Tromsø sits above the Arctic Circle, but people there don’t let the endless nights of winter or the endless days of summer get between them and a good time. Norwegians ski, snowshoe, snowmobile and ice-skate their way through the long winters, stopping only to make their way to the Mack Brewery (the northernmost brewery in the world) and it’s next-door bar Ølhallen to drink microbrews outside, because seriously, these people are not afraid of a little cold weather. In the summer, the residents can be found in the green hills and towering mountains and brisk seas that envelop the city, this time hiking, sailing, gardening, trail running, backpacking and, once again, drinking outside in the forever-sunshine.

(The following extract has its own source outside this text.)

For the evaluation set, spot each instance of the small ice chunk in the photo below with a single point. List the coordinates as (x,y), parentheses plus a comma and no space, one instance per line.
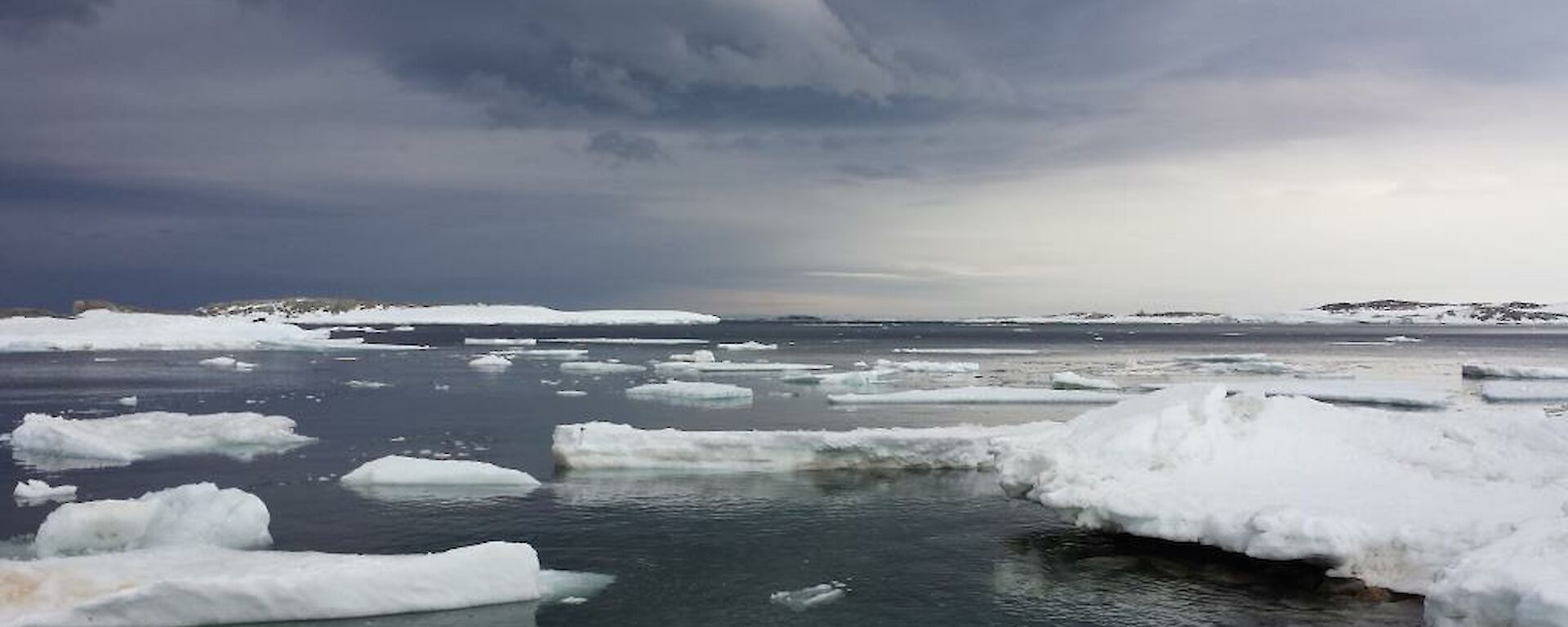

The city is not only home to an ecclectic variety of restaurants, bars and clubs, but it also hosts numerous cultural festivals (including the No Siesta Fiesta — a celebration of everything Latin American — every February), several theaters, their International Film Festival and one of the most important electronica and techno culture festivals in Norway. Downtown, you can find the largest concentration of traditional wooden buildings north of Trondheim, many dating from the 1700s. The oldest operating cinema in the country, Verdensteatret, is also here, built in 1915, as well as Norway’s only wooden Cathedral (Tromsø Cathedral):
… and the Arctic Cathedral, which isn’t a cathedral at all:
If you get bored, you can always visit the Polar Museum, rated one of the worst museums in the world by Lonely Planet and, if I do say so myself, well worth the visit just for that. You can even see a diorama of a hunter clubbing a baby seal as it tries to escape. No joke, and no cameras allowed in that room. And then you can recuperate from the hilarity at Ølhallen with a drink (they might serve things other than beer, but I certainly didn’t see anyone drinking them, and they only serve beer in giant steins), but beware of the polar bear.
As the largest city in northern Norway, Tromsø is a cultural center, a foodie town (if you know where to go), a cruise ship destination (but don’t worry, they only get as far as the seafood restaurant on the dock), and surrounded by absolutely stunning natural scenery (when there is sun to see it). In addition to the most northerly brewery, there is the world’s most northerly university, botanical garden, planetarium, mosque, Premier League football team, and symphony orchestra. But so much of that pales in comparison to the number one reason why I love this city:
Tromsø is located in the Aurora Borealis zone and is considered one of the best places in the world to view the Northern Lights. And once you’ve seen them, you can’t stop thinking about about seeing them again.